Rowley et al. [8] presented a detection system based on neural networks with retinal connections and overlapping receptive fields. The number of false detections was successfully reduced by requiring that the face should be detected by several networks trained with different starting weights. An extra condition was to have multiple positive responses in several neighboring rectangles. Moreover, the authors presented a solution to the problem of the non-representative negative training set. At the successive training steps the neural network was tested and false positives were added to the negative training set.
Huang et al. [9] presented an algorithm using the polynomial neural network (PNN).
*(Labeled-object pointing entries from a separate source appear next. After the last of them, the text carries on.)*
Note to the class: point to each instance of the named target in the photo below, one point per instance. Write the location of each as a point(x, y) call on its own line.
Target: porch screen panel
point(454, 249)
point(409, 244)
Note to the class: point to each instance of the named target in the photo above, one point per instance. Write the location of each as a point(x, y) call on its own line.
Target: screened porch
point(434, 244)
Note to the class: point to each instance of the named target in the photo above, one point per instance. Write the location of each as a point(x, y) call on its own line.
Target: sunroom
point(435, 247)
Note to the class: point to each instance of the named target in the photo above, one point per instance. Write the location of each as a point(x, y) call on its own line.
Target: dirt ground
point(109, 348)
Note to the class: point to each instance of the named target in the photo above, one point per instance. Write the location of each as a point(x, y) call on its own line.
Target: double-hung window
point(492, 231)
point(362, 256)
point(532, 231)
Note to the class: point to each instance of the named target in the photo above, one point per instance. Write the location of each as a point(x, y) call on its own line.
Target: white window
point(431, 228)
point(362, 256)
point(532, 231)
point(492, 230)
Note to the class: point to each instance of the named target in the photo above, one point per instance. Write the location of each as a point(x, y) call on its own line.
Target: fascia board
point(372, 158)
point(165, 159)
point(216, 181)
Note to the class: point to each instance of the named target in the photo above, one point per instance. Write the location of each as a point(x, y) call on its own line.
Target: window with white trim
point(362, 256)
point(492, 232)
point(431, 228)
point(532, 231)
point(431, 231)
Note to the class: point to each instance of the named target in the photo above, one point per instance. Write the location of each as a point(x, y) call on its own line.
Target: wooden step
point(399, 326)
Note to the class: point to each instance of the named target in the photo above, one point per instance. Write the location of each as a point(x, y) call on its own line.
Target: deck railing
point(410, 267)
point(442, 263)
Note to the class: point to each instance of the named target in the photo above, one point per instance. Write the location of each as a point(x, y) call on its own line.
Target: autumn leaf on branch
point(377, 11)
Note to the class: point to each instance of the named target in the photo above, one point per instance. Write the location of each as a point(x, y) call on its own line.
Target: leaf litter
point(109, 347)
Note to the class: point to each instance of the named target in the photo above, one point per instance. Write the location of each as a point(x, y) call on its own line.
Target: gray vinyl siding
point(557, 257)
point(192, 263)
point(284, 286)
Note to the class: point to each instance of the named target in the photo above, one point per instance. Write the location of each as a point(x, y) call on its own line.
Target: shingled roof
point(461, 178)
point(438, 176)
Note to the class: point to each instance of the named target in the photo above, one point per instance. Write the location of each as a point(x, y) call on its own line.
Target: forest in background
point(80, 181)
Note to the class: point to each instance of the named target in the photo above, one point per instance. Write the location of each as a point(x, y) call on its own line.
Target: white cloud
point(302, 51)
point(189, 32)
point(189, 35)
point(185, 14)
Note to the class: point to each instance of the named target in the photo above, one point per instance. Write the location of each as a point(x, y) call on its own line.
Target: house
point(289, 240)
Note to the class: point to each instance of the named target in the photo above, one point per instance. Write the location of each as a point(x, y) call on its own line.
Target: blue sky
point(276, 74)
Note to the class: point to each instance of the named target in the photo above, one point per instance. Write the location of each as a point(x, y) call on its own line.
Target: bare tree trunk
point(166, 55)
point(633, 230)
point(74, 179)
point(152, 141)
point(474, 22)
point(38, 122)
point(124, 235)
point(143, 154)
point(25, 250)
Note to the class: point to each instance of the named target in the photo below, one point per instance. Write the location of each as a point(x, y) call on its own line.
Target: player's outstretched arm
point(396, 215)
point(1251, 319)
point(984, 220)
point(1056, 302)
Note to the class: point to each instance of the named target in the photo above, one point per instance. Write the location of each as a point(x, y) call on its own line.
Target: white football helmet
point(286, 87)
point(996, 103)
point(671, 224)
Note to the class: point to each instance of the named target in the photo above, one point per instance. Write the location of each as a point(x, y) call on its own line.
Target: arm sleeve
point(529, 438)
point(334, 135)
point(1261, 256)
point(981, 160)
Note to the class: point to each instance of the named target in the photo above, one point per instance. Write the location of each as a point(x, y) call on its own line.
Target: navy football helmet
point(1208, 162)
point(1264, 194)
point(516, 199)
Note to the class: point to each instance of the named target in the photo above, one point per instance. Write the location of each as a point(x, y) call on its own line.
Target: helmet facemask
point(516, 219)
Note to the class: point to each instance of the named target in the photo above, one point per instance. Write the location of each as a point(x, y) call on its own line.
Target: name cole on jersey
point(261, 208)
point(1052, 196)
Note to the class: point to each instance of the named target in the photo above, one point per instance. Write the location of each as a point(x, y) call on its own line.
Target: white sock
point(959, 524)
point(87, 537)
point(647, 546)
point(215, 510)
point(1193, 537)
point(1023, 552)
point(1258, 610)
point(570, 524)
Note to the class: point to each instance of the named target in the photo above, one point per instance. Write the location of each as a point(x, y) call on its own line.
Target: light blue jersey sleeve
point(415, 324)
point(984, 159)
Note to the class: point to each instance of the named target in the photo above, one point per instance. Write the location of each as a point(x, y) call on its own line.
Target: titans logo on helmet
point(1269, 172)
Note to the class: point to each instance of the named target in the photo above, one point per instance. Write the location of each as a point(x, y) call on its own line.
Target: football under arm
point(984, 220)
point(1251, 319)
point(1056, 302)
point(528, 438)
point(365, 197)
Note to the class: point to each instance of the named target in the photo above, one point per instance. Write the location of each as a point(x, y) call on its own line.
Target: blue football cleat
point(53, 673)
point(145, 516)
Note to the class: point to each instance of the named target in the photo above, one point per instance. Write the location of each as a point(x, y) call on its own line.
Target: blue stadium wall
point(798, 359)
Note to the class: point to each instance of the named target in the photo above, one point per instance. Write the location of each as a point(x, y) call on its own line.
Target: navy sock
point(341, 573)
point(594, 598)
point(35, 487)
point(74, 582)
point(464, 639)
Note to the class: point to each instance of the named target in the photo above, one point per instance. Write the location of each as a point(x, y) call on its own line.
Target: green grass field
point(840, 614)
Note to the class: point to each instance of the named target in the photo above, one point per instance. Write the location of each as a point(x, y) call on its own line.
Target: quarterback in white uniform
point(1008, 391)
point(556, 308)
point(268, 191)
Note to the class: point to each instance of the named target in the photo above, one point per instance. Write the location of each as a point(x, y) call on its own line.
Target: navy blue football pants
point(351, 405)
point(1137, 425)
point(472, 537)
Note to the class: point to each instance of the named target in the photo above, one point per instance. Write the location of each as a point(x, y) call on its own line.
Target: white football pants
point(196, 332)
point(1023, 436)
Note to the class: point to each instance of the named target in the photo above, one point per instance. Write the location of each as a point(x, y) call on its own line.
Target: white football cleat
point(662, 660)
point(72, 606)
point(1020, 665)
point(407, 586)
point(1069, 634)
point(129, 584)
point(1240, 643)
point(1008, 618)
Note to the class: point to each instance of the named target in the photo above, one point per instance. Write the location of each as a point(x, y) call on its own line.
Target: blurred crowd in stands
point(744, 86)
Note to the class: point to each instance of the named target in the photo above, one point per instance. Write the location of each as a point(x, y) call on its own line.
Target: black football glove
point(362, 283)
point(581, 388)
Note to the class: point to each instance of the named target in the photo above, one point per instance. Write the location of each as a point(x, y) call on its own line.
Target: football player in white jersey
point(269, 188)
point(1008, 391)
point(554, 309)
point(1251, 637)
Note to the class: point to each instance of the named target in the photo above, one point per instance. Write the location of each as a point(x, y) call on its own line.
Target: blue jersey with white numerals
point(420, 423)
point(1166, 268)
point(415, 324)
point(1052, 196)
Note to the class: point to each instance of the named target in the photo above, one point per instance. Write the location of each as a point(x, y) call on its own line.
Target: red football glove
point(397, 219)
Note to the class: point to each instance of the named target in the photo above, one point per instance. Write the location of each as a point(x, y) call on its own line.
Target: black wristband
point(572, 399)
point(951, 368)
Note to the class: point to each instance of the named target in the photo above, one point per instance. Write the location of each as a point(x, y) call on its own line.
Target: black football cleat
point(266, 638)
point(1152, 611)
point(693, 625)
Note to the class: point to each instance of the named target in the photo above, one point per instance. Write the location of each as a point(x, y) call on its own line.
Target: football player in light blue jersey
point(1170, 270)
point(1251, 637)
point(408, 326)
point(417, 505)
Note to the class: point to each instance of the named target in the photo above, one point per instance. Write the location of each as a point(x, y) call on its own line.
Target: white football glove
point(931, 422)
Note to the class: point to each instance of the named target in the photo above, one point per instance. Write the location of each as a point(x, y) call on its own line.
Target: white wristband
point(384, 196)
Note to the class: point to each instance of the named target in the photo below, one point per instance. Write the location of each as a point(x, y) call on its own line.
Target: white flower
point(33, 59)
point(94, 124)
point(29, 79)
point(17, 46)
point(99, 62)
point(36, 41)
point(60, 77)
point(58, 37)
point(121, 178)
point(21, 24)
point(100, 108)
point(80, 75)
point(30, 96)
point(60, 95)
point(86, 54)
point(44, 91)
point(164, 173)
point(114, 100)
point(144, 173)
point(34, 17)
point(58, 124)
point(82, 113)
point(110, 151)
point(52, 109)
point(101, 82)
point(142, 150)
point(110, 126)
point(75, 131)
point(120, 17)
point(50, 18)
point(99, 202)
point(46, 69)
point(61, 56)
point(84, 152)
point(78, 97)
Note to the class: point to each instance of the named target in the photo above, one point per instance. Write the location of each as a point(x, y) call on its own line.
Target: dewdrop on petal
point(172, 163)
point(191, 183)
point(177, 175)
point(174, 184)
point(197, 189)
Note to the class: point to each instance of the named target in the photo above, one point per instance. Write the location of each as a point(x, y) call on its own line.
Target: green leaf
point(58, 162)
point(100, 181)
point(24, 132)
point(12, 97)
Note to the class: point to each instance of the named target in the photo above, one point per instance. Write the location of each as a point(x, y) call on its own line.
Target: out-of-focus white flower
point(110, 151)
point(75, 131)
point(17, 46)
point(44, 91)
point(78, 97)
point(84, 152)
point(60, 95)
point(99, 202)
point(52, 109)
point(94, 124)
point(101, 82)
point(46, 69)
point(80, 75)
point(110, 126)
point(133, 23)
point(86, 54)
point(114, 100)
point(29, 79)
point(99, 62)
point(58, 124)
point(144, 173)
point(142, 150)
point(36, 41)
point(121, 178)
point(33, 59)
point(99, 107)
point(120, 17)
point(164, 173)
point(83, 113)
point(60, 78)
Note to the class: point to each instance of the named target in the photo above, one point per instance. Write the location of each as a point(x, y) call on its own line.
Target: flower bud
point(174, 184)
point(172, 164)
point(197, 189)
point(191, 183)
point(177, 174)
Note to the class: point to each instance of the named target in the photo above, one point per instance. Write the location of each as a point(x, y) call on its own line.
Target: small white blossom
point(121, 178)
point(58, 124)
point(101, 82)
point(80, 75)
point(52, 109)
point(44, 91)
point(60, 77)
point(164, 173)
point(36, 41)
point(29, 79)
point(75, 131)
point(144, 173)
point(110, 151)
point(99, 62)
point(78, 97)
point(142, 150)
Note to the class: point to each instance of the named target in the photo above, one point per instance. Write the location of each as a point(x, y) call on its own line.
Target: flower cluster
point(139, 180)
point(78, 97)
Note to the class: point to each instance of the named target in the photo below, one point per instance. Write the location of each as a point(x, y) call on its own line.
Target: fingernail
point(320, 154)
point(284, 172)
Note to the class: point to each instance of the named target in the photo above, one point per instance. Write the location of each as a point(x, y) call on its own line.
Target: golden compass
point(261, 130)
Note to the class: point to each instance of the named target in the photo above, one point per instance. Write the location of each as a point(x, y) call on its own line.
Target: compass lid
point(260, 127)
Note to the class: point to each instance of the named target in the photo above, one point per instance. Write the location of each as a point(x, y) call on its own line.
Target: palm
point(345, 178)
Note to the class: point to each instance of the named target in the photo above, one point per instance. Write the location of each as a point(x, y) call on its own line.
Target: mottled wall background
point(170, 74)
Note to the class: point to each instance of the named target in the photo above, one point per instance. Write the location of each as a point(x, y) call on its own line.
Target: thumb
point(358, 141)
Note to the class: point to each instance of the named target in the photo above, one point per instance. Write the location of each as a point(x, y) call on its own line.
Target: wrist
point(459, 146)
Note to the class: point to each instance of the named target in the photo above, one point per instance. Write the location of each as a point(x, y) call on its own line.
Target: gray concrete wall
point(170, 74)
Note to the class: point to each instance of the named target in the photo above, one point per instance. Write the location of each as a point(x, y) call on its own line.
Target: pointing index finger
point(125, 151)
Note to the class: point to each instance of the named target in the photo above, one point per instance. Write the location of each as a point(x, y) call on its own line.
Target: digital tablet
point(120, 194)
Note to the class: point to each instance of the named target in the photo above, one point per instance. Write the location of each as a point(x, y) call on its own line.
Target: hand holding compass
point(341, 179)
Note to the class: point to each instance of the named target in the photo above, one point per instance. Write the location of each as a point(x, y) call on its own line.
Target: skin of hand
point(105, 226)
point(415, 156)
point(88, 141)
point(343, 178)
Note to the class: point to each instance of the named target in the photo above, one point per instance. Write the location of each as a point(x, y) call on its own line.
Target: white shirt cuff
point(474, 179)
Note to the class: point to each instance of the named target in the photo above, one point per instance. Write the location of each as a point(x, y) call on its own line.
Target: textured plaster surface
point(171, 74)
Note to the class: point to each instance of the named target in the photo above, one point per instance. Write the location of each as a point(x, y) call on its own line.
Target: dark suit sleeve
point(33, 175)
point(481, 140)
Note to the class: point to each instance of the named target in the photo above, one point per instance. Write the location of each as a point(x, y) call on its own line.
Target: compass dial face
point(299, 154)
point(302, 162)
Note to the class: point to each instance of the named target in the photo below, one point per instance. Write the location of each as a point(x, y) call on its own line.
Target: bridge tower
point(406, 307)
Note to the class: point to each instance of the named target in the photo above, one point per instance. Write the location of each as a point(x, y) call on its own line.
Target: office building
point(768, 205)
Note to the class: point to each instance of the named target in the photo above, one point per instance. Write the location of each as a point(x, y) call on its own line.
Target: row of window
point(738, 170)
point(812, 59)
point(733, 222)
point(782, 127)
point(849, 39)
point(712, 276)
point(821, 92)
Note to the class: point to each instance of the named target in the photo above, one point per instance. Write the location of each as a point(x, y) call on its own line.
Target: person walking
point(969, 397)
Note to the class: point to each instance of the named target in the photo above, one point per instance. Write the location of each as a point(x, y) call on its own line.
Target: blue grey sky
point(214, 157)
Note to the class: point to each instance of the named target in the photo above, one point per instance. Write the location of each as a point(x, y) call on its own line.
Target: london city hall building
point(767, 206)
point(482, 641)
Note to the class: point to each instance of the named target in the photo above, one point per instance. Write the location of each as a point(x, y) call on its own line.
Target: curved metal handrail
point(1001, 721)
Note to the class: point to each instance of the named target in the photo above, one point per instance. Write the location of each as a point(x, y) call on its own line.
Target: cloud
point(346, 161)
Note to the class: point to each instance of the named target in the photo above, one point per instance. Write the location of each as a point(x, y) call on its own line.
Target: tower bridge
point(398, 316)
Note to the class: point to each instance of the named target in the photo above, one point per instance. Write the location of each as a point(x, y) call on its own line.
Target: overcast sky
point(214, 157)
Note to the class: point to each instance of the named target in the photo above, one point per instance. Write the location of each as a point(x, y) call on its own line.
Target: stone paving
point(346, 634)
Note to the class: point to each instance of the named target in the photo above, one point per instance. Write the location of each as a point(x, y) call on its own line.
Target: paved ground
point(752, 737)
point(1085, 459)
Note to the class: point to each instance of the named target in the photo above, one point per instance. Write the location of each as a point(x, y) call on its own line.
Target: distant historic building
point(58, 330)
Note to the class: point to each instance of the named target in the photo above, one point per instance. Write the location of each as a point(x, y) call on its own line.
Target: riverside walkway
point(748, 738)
PNN is a single-layer network taking the polynomial expansion of pattern features as inputs. Three separate feature pools were created: the first based on pixel intensity values, the second based on Sobel filter responses, and the last one using directional gradient decomposition. The principal components analysis (PCA) was then used to reduce the dimension of the features vector. It was proved that the system based on gradient decomposition outperformed the systems using simpler features.
Viola and Jones [2] were first to introduce the HCC and to use them in the task of face detection. Creating a cascade of boosted classifiers resulted in a fast and precise detection system. The idea has been further improved by Lienhart et al. [10], who has enlarged the feature pool with the rotated Haar-like features.
The system proposed by Meynet et al. [11] was also based on the weak classifiers ensembles. In this paper the HCC was used as a first stage of processing and discarded these non-faces which were easy to classify. The remaining detection windows were tested with a set of parallel boosted classifiers using the anisotropic Gaussian features. The final classification depended on the voting of those classifiers.
3.2 Eyes detection
Only a few algorithms detect eyes directly in the input image. In most of the cases eyes are looked for on the already localized faces, which significantly facilitates the detection task. As a result, the eyes detector must only discriminate between the eyes and other facial features. However, the errors of the face detectors are passed on and affect the final results of the eyes detection.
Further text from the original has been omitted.